Scientific Literacy is dead! Long live scientific literacy!

Osbourne and Pimentel (2023) want us to think differently about scientific literacy.

Just about everybody agrees we have a problem. There’s too much information online, and too much of that information is false, intentionally harmful, or both. So, we need to teach people to discern accurate and helpful information from everything else, but how exactly can we do that? How do we teach scientific literacy? In a recent article, Osborne and Pimentel (2023) argued the well-intentioned “scientific literacy” movement failed because no one could adequately define what the precise knowledge and capabilities are - scientific claims are simply too complex and require far too much knowledge for any one person to be “literate” in (all or even some of) “science.” Instead, they argued we should teach people to become “competent outsiders” - people who can evaluate the legitimacy of scientific claims by using lateral reading skills and an understanding of scientific consensus, including how it is created, maintained, productively questioned, and developed over time.

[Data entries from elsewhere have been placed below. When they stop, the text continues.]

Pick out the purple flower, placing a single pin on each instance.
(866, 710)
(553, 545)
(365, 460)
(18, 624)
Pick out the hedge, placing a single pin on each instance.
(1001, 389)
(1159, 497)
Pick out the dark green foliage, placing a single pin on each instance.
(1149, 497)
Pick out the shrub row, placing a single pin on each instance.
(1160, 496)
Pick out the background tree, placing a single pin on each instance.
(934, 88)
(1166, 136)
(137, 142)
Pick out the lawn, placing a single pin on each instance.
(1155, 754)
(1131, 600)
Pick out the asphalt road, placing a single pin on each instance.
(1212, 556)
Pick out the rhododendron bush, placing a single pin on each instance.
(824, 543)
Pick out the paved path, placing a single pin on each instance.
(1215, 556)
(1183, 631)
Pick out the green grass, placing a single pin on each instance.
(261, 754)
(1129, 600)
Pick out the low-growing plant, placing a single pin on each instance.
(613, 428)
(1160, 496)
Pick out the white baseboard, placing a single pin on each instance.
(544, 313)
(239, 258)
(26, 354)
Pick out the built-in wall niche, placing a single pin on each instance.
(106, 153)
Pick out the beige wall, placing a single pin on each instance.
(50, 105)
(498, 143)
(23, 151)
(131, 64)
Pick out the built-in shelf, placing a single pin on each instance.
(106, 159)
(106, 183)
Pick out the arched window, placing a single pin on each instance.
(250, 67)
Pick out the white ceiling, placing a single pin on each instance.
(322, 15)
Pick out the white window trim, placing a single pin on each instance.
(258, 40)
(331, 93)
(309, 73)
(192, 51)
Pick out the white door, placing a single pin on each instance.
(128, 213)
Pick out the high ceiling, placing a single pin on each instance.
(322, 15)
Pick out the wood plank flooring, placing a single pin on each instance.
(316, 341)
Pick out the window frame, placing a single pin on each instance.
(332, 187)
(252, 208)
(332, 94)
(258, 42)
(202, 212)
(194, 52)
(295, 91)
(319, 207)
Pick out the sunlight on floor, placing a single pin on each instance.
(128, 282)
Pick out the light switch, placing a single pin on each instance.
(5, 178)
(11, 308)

Education should prepare people for those moments when they encounter a novel scientific claim online: rather than asking people to evaluate the claim itself (old-school scientific literacy) the goal is to have them evaluate the source of the claim and how well the source and the claim adhere to the scientific consensus, if it exists (new-school scientific literacy). Finding trusted experts and determining if a claim adheres to those experts’ consensus is much more tractable than expecting people to have the skills to vet complex claims about climate change, vaccines, GMOs, etc. Makes sense to me: long live scientific (source and consensus) literacy!